Google has upgraded Gemini with Veo 3, adding the ability to create videos from images. Users can now create AI videos by providing an image and a text prompt. This feature is currently only available on the web and has not been launched in India.
Google: Google has further enhanced its generative AI capabilities by upgrading the Veo 3 model with a new revolutionary power. Now, users can create videos from just an image and a text prompt via the Gemini web interface. With the addition of this feature, Google is not only leading in the field of text and image generation but also in video creation. This technology is currently not available on mobile apps, but Google is making it public through the Gemini web interface in selected countries. However, India is currently out of reach.
Image-to-Video: How does Veo 3 work?
The new update of Veo 3 allows users to add a reference image, along with a text prompt, which describes what changes or animations should be made to that image. This text and image together instruct Veo 3 on what to show in the video. For example, if you provide a picture of a mountain and write in the prompt, 'The sun rises, birds fly, and a child climbs', then Veo 3 can create a video according to these instructions. That is, now your imaginations are not limited to words – an impressive video can be created from a picture and an idea.
Where to find the new feature in Gemini?
Users who are using Gemini can go to the web browser and see a "Video" tab right below the text box. By clicking on this tab, the user will get a new option – to add an image. Here, the user can upload a photo and along with it, can add a text prompt. After this, the Veo 3 model will automatically generate the video based on the image and text.
Demo surprised everyone
Google also released an interesting demo video, which showed the real power of Veo 3. In this demo, a picture of a common cardboard box was taken and three different videos were created on it:
- A hamster making food inside the box.
- A person jumping inside the box.
- An elevator coming out of the box.
This demo proved that Veo 3 can create not only simple movements but also complex and artistic animations.
Safety is also fully ensured
Google has taken special care of transparency and safety in this new feature.
- A visible watermark is added to every video, which shows that this video is generated by AI.
- Also, an invisible watermark is added to every video through Google's SynthID technology, which cannot be cropped, edited, or erased by anyone.
This technology can be helpful in the future in identifying Deepfakes or fake videos, which is a very necessary step for the digital world.
In which areas can this feature be useful?

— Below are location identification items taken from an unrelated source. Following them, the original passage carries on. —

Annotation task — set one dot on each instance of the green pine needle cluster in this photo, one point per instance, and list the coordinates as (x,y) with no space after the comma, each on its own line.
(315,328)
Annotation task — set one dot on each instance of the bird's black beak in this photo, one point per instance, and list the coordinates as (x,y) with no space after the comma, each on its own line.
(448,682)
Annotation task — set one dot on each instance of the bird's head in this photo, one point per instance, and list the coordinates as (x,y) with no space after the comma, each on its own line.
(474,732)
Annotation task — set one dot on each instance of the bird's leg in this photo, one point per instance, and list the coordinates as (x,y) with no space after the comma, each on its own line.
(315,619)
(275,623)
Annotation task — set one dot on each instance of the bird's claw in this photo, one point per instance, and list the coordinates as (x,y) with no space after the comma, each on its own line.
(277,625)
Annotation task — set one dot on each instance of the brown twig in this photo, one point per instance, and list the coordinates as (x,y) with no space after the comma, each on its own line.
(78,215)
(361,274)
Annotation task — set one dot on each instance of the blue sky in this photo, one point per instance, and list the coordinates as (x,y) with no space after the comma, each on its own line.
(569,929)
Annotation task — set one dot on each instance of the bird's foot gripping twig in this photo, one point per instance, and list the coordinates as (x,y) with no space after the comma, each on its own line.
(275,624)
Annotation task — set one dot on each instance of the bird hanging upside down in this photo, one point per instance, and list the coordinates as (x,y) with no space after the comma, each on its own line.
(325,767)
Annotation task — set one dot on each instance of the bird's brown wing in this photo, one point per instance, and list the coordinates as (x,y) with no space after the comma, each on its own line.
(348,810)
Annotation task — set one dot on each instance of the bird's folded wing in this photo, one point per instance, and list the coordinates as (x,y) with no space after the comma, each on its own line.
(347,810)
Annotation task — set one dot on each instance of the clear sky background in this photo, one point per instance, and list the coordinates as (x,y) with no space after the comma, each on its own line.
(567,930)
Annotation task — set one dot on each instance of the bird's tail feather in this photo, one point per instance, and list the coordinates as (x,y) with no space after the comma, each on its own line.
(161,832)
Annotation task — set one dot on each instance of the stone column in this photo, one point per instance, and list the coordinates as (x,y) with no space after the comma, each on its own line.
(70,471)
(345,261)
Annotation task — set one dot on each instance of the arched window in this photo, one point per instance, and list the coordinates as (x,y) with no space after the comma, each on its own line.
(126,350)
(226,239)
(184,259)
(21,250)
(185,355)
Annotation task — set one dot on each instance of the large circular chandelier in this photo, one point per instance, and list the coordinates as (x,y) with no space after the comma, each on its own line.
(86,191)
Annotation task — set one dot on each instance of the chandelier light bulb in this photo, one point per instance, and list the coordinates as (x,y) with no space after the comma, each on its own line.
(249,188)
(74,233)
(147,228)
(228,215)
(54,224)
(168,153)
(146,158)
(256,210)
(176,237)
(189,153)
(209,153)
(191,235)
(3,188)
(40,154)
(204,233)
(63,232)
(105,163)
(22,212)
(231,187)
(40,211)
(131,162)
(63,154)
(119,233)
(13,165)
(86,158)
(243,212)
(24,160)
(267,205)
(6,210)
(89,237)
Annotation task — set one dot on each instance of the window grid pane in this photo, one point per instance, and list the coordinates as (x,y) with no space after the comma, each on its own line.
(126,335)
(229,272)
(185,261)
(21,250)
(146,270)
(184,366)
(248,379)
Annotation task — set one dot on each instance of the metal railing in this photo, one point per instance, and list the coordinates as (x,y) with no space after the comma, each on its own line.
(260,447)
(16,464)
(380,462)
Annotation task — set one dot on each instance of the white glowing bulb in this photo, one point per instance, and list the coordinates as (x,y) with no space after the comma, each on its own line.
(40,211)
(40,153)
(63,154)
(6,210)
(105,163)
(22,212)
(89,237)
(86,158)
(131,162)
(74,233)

This image-to-video feature of Google Veo 3 is not just an enhancement but the future of AI generative media. This feature can open up new possibilities in the fields of animation, advertising, gaming, and even education.
- In education: Complex concepts can be easily explained to children by converting a photo into a video.
- In marketing: An impressive video advertisement can be created from a photo of a product.
- In entertainment: Film directors and writers can quickly create their stories in visual form.
Future possibilities
This capability of Veo 3 can be further developed in the coming time. In the future:
- Users will be able to create long video stories.
- Images and movements can be controlled from different angles.
- This feature can also be added in mobile apps.
This initiative of Google is directly competing with video generation platforms like OpenAI, Runway, and Pika Labs.